Anorexia y bulimia

a-caminar.jpgLos padres no deben subestimar las modificaciones corporales bruscas de sus hijos adjuntándoselas al hecho de que están creciendo. Si descendieron de peso o si aumentaron demasiado, si se descontrolan con la comida o hacen visitas nocturnas en la cocina, se impone la consulta a un profesional.
Algunas conductas familiares pueden actuar como eficaces formas de prevención de estos trastornos que cada vez más jóvenes y niños se ven afectados.
Generalmente se lo ve en mujeres, pero también los varones no quedan excluidos de estas enfermedades que requieren de un equipo interdisciplinario para su tratamiento.

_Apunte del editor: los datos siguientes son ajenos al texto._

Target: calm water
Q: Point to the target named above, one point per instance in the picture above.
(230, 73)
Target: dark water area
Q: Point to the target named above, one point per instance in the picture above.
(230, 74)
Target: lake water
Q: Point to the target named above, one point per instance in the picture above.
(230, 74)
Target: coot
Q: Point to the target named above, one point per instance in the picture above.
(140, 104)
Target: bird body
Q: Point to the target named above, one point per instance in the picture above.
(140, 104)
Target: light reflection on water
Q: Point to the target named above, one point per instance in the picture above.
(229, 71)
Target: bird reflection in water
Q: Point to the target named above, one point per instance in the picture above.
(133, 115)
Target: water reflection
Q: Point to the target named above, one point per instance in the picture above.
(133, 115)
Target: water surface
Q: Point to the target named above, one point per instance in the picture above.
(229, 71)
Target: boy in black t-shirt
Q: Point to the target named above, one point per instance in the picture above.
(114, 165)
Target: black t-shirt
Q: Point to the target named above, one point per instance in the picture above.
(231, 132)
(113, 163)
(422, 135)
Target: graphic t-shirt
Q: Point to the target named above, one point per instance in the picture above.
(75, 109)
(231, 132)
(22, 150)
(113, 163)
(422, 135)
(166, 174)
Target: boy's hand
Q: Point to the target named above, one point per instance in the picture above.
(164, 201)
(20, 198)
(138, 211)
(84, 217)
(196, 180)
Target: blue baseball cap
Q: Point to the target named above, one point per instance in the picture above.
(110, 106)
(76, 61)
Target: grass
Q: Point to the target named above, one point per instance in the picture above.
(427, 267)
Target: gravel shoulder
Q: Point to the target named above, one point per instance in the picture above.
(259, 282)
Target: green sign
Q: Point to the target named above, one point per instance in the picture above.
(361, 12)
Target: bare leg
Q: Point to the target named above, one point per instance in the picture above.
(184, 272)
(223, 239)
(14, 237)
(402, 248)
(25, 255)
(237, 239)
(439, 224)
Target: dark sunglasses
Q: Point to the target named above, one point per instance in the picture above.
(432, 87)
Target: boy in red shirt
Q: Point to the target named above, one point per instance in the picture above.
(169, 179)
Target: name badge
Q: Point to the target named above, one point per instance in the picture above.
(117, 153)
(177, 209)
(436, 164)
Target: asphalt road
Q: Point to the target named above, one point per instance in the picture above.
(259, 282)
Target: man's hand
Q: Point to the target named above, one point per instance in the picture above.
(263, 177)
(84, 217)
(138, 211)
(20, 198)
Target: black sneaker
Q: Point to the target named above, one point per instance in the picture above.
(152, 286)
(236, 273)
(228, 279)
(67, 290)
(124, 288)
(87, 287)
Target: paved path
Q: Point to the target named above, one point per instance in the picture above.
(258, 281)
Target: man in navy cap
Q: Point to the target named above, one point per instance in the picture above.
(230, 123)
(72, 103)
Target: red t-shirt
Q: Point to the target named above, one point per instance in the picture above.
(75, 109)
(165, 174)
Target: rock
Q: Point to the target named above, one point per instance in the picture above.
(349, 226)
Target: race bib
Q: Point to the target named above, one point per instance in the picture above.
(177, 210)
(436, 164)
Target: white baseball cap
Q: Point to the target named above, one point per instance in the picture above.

  • Estimular los valores espirituales sobre los atributos físicos.
  • Hablar de temas variados y no hacer del cuerpo un tema de conversación excluyente.
  • Hacer de la mesa familiar un lugar de reunión y encuentro. De esta forma la comida estará asociada con sensaciones y hechos positivos.
  • No inculcar la obsesión por las dietas.
  • No proponer la comida como forma prioritaria de graficación. Esto significa, por ejemplo, no premiar sistemáticamente con chocolates o pizza una buena calificación en la escuela cuando son pequeños.
  • No “dictar sentencia” sobre el cuerpo de sus hijos. Frases como “saliste gorda, como la familia de tu padre” pueden hacer vivir la gordura como una suerte de estigma del que sólo podrán verse liberados si lo enfrentan de manera violenta, es decir, a través de una dieta excesivamente restrictiva.
  • Priorizar la salud sobre los conceptos de orden estético.
  • No adherir el concepto de belleza de las modelos, muchas de las cuales, según la opinión de los especialistas, tienen un peso que está muy por debajo de lo que se considera normal en una altura como la que suelen tener.
  • Tomar conciencia de que los trastornos de la alimentación no pueden ser tomadas a la ligera, ya que pueden tener consecuencias muy graves.
  • Tratar de poner los conflictos en palabras. Si un adolescente habla y puede expresar lo que le pasa, es poco probable que manifieste los desajustes con el mundo que necesariamente sufrirá al llegar la adolescencia a través de su cuerpo .
  • Levantar la autoestima de los hijos y no permitir que le echen la culpa de todos sus problemas a su físico.

La autora de estas consideraciones es la doctora Mabel Bello, directora de la Asociación de Lucha contra la Bulimia y la Anorexia (ALUBA) de la Argentina.